Commentaire d’investissement, août 2014

Opinions divergentes au sujet des taux d’intérêt

On dit souvent pour plaisanter que pour chaque économiste il existe un économiste d’opinion opposée. Comme nous l’avons noté dans un autre commentaire il y a quelques mois, malgré l’apparente exactitude des modèles statistiques, l’analyse économique – contrairement à certaines théories de la physique et de la chimie – relève autant de l’art que de la science. L’ex-président des États-Unis Harry Truman a d’ailleurs bien souligné la tendance des économistes à ne pas prendre position, en demandant un jour un rapport « clair et net » à ses conseillers économiques, dont les conclusions étaient toujours « d’une part ceci, d’autre part cela ».

Après tout, les divergences d’opinions sont le fondement même des marchés. Chaque acheteur doit trouver une personne disposée à vendre au prix souhaité. Ce sont maintenant les taux d’intérêt qui ne font pas l’unanimité. Le graphique ci-dessous illustre le fossé croissant entre les prévisions des économistes de la banque centrale américaine et ceux du secteur privé.

Huit fois l’an, les douze membres du Comité de l’open market (FOMC) de la Réserve fédérale américaine se réunissent pour étudier les derniers développements économiques.
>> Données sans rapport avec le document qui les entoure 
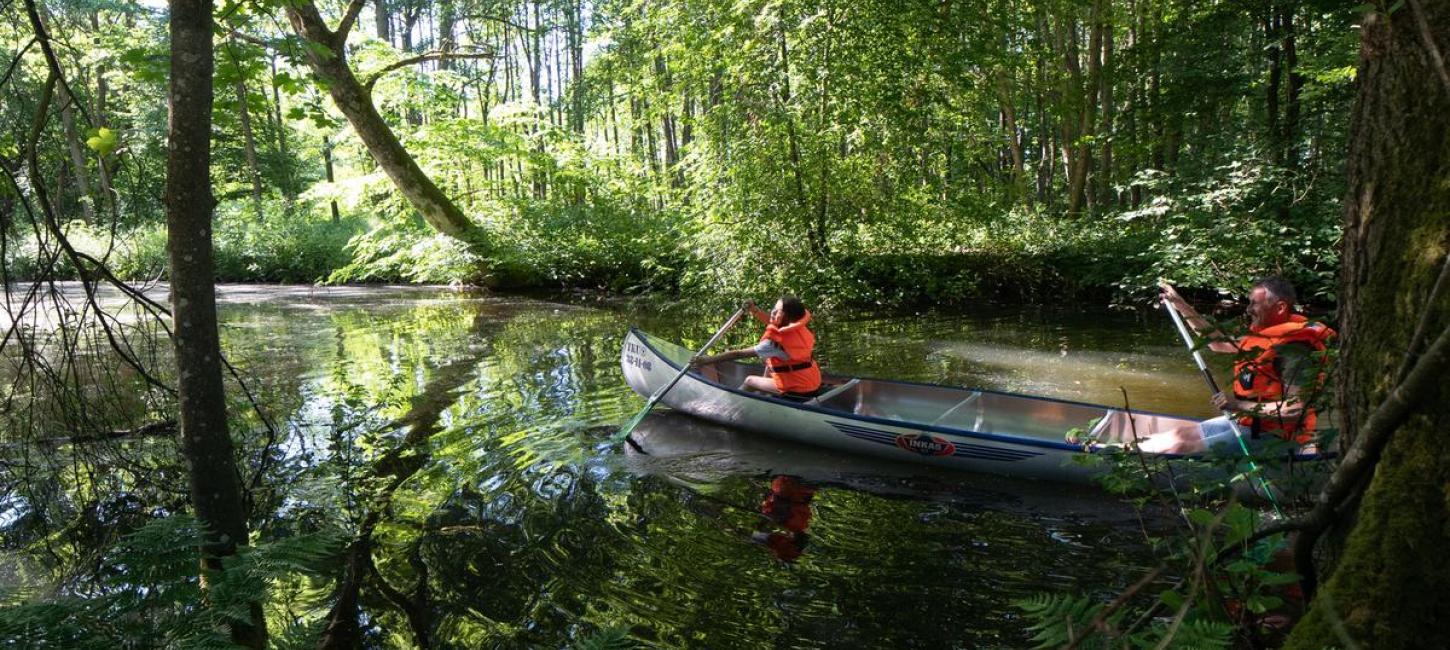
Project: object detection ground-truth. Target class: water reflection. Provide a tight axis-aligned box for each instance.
[0,287,1199,647]
[751,474,816,561]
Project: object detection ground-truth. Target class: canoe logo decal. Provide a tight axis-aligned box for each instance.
[896,434,957,456]
[827,419,1043,463]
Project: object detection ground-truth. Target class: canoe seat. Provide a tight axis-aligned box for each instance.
[806,379,861,406]
[931,390,982,428]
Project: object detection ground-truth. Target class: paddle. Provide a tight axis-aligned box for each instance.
[1159,283,1283,517]
[609,308,745,443]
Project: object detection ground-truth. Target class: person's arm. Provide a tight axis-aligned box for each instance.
[1214,386,1304,419]
[741,300,770,325]
[1159,281,1238,354]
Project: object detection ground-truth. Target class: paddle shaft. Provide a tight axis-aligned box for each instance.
[1163,300,1283,517]
[613,308,745,443]
[1163,300,1221,393]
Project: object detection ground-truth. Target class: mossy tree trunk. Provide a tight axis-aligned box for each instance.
[1288,0,1450,649]
[165,0,267,649]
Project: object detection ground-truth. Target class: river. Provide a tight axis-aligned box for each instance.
[0,286,1211,649]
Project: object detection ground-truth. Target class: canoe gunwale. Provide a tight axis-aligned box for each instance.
[629,326,1202,458]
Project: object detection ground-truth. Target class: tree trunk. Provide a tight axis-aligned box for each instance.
[267,51,297,205]
[61,96,96,223]
[322,135,342,223]
[373,0,393,45]
[1093,9,1118,205]
[1288,0,1450,649]
[998,73,1027,202]
[1280,3,1304,168]
[1264,12,1283,164]
[236,76,264,221]
[165,0,267,649]
[287,0,490,260]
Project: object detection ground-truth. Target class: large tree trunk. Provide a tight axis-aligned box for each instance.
[236,77,262,221]
[1289,0,1450,649]
[287,0,489,258]
[373,0,393,45]
[61,96,96,223]
[165,0,267,649]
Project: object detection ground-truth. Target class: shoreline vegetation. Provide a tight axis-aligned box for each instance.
[6,203,1338,309]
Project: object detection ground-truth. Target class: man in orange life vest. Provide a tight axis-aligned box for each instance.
[1161,276,1334,453]
[693,296,821,398]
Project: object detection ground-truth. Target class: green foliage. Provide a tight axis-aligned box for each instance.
[7,203,365,283]
[0,515,339,650]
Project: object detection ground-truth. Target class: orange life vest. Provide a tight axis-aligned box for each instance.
[760,312,821,395]
[1234,313,1334,444]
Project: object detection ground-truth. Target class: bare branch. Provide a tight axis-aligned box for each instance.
[332,0,365,46]
[363,49,496,91]
[461,13,538,33]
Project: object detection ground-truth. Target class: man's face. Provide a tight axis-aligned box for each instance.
[1248,287,1289,328]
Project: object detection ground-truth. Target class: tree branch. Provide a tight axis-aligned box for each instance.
[332,0,365,48]
[1246,322,1450,595]
[363,49,496,91]
[461,13,538,33]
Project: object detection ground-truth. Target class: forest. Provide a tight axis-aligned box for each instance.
[0,0,1450,649]
[0,0,1357,306]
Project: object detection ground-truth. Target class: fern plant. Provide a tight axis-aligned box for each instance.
[0,515,341,650]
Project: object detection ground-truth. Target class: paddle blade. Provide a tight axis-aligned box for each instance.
[609,399,655,443]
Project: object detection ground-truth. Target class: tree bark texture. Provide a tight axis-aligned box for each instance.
[287,1,489,260]
[165,0,267,649]
[61,96,96,223]
[235,73,262,221]
[1288,0,1450,649]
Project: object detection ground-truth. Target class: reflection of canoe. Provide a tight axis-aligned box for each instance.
[621,329,1328,483]
[624,412,1160,524]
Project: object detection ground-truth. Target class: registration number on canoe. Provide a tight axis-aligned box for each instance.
[625,342,654,371]
[896,434,957,456]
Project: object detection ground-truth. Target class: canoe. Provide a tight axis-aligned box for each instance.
[621,409,1165,525]
[619,328,1314,483]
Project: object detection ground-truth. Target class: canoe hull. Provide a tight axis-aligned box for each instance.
[621,331,1125,483]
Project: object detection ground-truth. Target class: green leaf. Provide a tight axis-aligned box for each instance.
[86,126,120,158]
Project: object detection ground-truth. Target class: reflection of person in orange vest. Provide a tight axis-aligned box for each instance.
[693,296,821,399]
[751,474,815,561]
[1150,277,1334,453]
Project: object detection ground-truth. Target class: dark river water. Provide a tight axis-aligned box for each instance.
[0,286,1211,649]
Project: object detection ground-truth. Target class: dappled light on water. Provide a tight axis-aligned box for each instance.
[0,287,1223,647]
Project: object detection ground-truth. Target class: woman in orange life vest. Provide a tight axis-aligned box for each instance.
[1161,276,1334,453]
[693,296,821,398]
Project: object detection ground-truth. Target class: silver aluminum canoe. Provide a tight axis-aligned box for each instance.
[619,328,1223,483]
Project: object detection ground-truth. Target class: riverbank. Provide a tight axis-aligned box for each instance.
[6,203,1338,309]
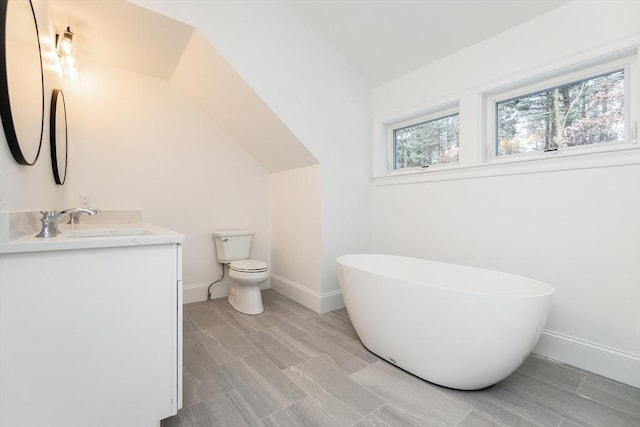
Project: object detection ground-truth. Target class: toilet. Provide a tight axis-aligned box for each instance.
[213,230,269,314]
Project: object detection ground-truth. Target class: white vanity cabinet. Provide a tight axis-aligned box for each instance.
[0,233,183,427]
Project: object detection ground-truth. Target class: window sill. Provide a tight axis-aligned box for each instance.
[372,144,640,186]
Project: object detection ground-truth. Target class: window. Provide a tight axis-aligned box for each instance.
[494,64,627,157]
[391,113,459,170]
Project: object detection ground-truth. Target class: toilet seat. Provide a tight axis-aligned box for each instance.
[229,259,269,273]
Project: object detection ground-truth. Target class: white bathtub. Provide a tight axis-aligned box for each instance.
[337,254,554,390]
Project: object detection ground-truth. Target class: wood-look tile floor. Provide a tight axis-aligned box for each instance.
[163,290,640,427]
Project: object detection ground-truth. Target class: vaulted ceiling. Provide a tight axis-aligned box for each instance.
[50,0,568,87]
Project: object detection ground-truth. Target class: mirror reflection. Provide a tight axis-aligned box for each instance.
[49,89,69,185]
[0,0,44,165]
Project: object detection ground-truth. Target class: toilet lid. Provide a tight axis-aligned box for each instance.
[231,259,269,273]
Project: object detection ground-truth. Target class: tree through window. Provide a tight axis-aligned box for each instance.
[393,113,459,169]
[496,70,625,156]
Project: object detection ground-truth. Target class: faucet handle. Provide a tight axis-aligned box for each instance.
[40,209,56,220]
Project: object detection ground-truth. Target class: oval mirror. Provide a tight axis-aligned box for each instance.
[49,89,69,185]
[0,0,44,165]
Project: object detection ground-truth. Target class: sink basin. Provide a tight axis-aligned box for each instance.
[71,223,147,237]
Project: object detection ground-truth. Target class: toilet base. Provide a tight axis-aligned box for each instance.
[228,282,264,314]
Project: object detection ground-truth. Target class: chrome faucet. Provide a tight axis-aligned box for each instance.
[36,208,100,237]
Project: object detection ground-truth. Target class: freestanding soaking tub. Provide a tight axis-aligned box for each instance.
[336,254,554,390]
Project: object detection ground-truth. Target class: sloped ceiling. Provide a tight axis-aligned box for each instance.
[286,0,569,87]
[171,31,318,172]
[49,0,567,172]
[49,0,194,79]
[50,0,317,172]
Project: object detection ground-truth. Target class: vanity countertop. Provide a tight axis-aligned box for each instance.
[0,222,184,254]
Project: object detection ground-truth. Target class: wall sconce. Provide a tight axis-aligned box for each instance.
[56,27,80,82]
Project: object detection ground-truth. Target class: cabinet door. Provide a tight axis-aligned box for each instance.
[0,245,177,427]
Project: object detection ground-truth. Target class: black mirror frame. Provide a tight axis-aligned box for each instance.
[49,89,69,185]
[0,0,44,166]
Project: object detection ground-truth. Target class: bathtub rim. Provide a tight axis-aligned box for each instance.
[336,252,555,298]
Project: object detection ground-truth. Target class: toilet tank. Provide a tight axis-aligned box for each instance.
[213,230,254,264]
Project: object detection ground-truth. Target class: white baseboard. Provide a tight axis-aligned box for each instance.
[182,279,269,304]
[533,330,640,388]
[271,274,344,313]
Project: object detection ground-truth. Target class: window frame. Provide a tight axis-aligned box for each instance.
[481,50,638,164]
[386,104,460,175]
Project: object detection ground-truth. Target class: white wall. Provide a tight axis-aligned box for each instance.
[132,0,371,311]
[373,2,640,386]
[0,2,64,211]
[65,61,270,302]
[270,165,322,310]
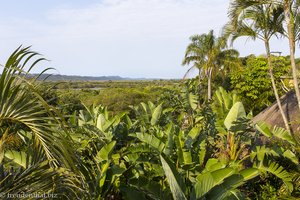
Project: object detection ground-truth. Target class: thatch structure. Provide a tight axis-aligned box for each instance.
[252,91,300,133]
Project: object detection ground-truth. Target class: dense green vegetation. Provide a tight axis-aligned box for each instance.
[0,0,300,200]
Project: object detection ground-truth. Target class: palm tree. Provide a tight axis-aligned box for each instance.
[182,30,239,100]
[229,0,300,114]
[0,47,80,197]
[224,5,290,130]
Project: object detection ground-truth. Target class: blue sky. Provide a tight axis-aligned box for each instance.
[0,0,288,78]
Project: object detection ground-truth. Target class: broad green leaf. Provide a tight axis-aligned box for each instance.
[224,102,246,130]
[151,104,162,126]
[136,133,165,152]
[255,122,273,138]
[95,141,116,162]
[194,168,235,199]
[160,155,187,200]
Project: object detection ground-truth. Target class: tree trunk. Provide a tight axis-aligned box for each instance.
[207,67,212,100]
[265,41,291,132]
[284,0,300,110]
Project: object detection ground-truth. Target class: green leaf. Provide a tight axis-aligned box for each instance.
[95,141,116,162]
[4,150,27,168]
[151,104,162,126]
[283,150,299,165]
[224,102,246,130]
[136,133,165,152]
[160,154,187,200]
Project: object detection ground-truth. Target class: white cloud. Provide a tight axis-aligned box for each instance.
[0,0,292,78]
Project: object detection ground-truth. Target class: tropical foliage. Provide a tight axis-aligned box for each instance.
[0,0,300,200]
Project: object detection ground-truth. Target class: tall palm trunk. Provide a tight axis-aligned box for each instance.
[265,40,290,131]
[284,0,300,110]
[207,67,212,100]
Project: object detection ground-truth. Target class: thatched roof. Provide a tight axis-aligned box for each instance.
[252,91,300,133]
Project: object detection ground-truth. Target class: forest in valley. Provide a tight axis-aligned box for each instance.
[0,0,300,200]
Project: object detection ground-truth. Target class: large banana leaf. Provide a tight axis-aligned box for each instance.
[160,154,187,200]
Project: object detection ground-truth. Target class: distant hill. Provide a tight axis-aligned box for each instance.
[30,74,146,81]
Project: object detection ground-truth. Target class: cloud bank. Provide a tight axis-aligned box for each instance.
[0,0,290,78]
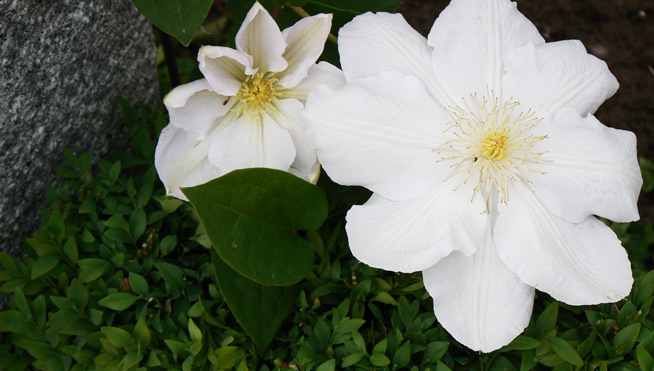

Au cours des six dernières années, compte tenu de la croissance en dents de scie, du taux élevé de chômage et de la faible inflation dans le monde développé, le FOMC a fixé les taux d’intérêt à court terme à 0 % ou à peu près. À la déception des épargnants du monde entier, les grandes banques centrales – y compris la Banque du Canada – lui ont emboîté le pas. Tous les économistes semblaient du même avis. Dans un contexte économique incertain, une politique monétaire extrêmement souple était la seule constante.

Cependant, certaines voix discordantes se sont fait entendre cette année. Selon les indicateurs économiques, l’économie mondiale est de moins en moins en mode reprise et s’engage de plus en plus dans un cycle d’expansion. Dans ce contexte, le FOMC a indiqué en mars qu’une série de hausses des taux d’intérêt pourrait débuter dans un peu plus d’un an [hausses représentées par les carrés violets dans le graphique]. Quelques mois plus tard, de nouveaux signes du raffermissement de l’économie ont poussé le comité à accélérer l’augmentation prévue des taux d’intérêt [les triangles bleus représentant ces nouvelles prévisions]. Bref, le FOMC prévoit maintenant que les taux d’intérêt se situeront à près de 1,25 % à la fin de 2015.

Bien évidemment, un taux de 1,25 % est relativement peu élevé. L’importance de cette prévision réside plutôt dans ce qu’elle diffère des attentes des marchés. En utilisant les cours des instruments financiers, on peut établir comment les marchés perçoivent l’évolution future des taux d’intérêt. Faisant écho aux conseillers économiques du président Truman, les investisseurs misent de plus en plus sur « l’autre part ». Bien en-dessous des taux établis par le FOMC, la ligne bleu pâle représente les attentes du marché en mars. Il est intéressant de constater que, à la lumière des mêmes données économiques, les investisseurs estiment que les taux se maintiendront près de zéro pendant au moins une autre année [attentes actuelles représentées par la ligne bleu foncé].

Les investisseurs prennent peut-être leurs désirs pour des réalités. Les taux d’intérêt extrêmement bas ont certainement aidé les marchés boursiers à atteindre les niveaux records enregistrés récemment. D’autre part, le FOMC est généralement plus optimiste à l’égard de l’économie. L’été dernier, le comité a provoqué l’émoi des investisseurs en présentant un calendrier de retrait des mesures de relance monétaire. Outre une brève montée des taux, nous avions alors indiqué dans notre commentaire que les rendements demeureraient sans doute bas, compte tenu de la faible inflation et de la modeste croissance. Il s’avère que nous avions vu juste.

Seul l’avenir nous dira quelles prévisions, celles du FOMC ou celles des marchés, étaient bonnes. Cependant, prévoir l’évolution à court terme de l’économie et des marchés n’étant pas une science exacte, CPTE s’efforce de composer des portefeuilles diversifiés qui peuvent être profitables quelle que soit la situation. Si les taux augmentent, notre pondération en titres à revenu fixe à court terme et en actions devrait être avantageuse. D’autre part, si les taux demeurent effectivement bas plus longtemps que prévu, les placements dans les obligations de société à rendement élevé et dans les fonds hypothécaires devraient produire un revenu supplémentaire.